Hamad bin Khalifa University Press (HBKU Press)
Title: Reversible postoperative vision loss (POVL): A tale of four patients
Description:
Background: Posterior reversible encephalopathy syndrome (PRES) is a clinic-imaging entity.
PRES is rarely reported in the perioperative period to cause reversible postoperative vision loss (POVL).
It is reported in the literature in the form of case reports for spinal and cardiac surgeries and eclampsia patients.
The suggested diagnostic criteria for PRES are: (i) acute onset of neurological symptoms and signs; (ii) specific findings of vasogenic cerebral edema upon imaging studies; and (iii) reversibility of signs and symptoms as well as image study findings.
We report a case series of four patients undergoing other than spinal, cardiac, or orthopedic surgeries who developed PRES and had reversible POVL.
Cases: The first case was a young female who had laparoscopic sleeve gastrectomy, had extreme hypertension at induction of anesthesia, had surgery and developed POVL after a few hours in the postoperative period, and had convulsions diagnosed to have PRES after computed tomography (CT) and magnetic resonance imaging (MRI).
Managed with blood pressure and seizure control, vision returned gradually from 2nd postoperative day.
The second case was also a young female who had appendicitis, requiring an appendectomy.
Complicated by septic shock.
Post-surgery, she was extubated after 1 day and immediately complained of total blindness.
Local causes were ruled out, and an MRI diagnosed PRES.
With supportive therapy, her vision started to return by Day 3 with improved normal vision.
The third case was a female with recently diagnosed diabetes mellitus who presented with right upper limb embolic ischemia and had an embolectomy with a return of circulation.

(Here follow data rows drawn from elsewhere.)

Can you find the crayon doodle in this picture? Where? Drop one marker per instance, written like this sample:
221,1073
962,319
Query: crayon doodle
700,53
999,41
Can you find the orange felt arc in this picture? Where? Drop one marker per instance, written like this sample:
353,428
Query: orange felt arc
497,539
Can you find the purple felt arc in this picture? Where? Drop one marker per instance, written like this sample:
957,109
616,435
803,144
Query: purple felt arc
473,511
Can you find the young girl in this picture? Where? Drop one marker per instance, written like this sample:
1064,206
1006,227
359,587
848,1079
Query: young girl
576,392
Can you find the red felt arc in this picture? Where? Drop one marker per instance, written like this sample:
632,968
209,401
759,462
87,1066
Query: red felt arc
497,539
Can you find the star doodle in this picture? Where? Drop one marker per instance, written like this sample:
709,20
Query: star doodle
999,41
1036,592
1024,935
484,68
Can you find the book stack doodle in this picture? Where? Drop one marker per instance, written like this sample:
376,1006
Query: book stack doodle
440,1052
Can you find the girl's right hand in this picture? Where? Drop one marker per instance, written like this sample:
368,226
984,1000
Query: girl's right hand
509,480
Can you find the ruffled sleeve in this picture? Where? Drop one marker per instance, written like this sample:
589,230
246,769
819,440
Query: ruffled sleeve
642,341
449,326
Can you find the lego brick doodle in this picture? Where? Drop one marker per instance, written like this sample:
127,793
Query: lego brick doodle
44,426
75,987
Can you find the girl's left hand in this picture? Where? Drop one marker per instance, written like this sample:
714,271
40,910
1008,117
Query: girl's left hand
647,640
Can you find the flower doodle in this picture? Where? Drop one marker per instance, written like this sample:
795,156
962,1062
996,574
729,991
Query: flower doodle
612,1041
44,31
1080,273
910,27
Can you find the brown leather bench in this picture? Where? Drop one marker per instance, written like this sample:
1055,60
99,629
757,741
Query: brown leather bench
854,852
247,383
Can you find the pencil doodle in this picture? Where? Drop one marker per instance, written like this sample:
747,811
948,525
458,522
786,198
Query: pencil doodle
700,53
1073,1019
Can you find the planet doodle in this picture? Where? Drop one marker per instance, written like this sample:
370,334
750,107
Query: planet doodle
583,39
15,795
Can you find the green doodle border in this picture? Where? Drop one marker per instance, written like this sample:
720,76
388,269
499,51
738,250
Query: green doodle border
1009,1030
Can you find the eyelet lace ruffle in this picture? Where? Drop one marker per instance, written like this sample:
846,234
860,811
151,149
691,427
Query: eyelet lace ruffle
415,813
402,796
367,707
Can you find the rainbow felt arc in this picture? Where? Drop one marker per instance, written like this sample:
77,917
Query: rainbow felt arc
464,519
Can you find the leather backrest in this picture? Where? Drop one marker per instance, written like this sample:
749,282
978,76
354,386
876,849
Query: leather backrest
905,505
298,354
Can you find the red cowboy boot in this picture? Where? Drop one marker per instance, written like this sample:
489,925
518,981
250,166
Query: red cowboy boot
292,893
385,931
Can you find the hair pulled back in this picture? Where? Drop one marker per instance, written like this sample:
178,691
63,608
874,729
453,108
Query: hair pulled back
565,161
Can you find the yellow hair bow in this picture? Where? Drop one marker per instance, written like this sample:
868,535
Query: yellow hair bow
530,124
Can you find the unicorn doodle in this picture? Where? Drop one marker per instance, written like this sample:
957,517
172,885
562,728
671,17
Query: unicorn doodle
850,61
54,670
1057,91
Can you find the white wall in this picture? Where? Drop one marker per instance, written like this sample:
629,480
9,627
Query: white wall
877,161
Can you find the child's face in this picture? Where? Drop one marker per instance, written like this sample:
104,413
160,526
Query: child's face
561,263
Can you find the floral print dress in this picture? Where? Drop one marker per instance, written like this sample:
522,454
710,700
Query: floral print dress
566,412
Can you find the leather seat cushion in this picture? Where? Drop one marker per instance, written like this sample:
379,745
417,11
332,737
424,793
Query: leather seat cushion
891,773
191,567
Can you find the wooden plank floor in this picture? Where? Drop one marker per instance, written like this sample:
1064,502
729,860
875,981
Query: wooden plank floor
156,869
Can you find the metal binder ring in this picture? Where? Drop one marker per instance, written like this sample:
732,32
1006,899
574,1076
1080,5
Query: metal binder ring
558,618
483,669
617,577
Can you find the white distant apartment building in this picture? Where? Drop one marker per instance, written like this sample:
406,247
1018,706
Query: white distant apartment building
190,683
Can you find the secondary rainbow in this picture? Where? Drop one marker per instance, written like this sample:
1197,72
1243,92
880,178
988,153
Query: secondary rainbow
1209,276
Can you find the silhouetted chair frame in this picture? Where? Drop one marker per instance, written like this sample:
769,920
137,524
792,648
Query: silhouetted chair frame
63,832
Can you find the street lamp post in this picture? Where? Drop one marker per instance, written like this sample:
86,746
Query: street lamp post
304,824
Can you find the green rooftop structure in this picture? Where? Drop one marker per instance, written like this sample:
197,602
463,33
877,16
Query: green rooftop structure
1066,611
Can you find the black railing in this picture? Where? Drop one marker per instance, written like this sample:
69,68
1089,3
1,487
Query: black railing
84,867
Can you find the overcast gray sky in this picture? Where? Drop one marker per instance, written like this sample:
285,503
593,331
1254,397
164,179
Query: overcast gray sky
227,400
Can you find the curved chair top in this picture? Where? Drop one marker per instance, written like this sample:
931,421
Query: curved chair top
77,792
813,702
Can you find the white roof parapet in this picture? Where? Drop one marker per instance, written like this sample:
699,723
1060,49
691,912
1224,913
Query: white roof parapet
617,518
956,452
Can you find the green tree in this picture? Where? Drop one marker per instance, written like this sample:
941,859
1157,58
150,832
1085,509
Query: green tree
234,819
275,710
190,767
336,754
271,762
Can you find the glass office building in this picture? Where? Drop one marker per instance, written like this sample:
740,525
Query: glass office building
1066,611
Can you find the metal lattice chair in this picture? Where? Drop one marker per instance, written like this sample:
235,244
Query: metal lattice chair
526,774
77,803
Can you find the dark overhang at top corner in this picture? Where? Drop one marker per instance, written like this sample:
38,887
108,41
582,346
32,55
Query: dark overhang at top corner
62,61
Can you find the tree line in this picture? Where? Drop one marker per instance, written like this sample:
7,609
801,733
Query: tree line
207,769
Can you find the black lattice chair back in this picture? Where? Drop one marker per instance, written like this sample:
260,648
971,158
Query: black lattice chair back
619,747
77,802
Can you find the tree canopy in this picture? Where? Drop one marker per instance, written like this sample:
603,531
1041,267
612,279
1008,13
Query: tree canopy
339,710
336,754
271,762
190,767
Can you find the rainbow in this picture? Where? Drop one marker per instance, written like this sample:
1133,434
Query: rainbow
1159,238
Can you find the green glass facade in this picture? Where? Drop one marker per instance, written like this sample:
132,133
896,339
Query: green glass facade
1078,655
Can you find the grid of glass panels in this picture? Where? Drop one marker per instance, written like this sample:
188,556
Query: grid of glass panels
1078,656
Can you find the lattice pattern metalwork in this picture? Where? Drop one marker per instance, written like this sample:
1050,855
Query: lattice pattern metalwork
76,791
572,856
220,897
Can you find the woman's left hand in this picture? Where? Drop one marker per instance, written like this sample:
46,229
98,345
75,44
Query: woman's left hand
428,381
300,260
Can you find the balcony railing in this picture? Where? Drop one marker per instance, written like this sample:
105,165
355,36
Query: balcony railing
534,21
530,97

Her blood pressure was high and reached up to 200 mmHg after induction of anesthesia, which was controlled with deep anesthesia and a labetalol infusion in the perioperative period.
After 8 h in the postoperative period, she was awake but searching for available objects.
Relatives complained that she was unable to see.
Local and fundus examinations were normal.
She was awake but blind.
Imaging studies confirmed PRES.
Blood pressure was controlled using a labetalol infusion and continued supportive therapy.
By Day 3, her vision became normal.
The fourth case was an elderly patient who had hypertension, type 2 diabetes mellitus, and coronary artery disease.
He underwent a right carotid endarterectomy under general anesthesia.
He had severe hypertension in the perioperative area and blood pressure was controlled using a labetalol infusion.
The surgery went smoothly.
After 3 h, he had a loss of vision.
Imaging studies confirmed PRES.
His blood pressure was kept normal.
After 2 days, his vision gradually returned to normal.
Follow-up MRIs in the outpatient clinic for all four patients normalized in due time.
Conclusion: Extremes of hypertension and/or hypotension in the perioperative period can cause PRES, which may lead to reversible POVL.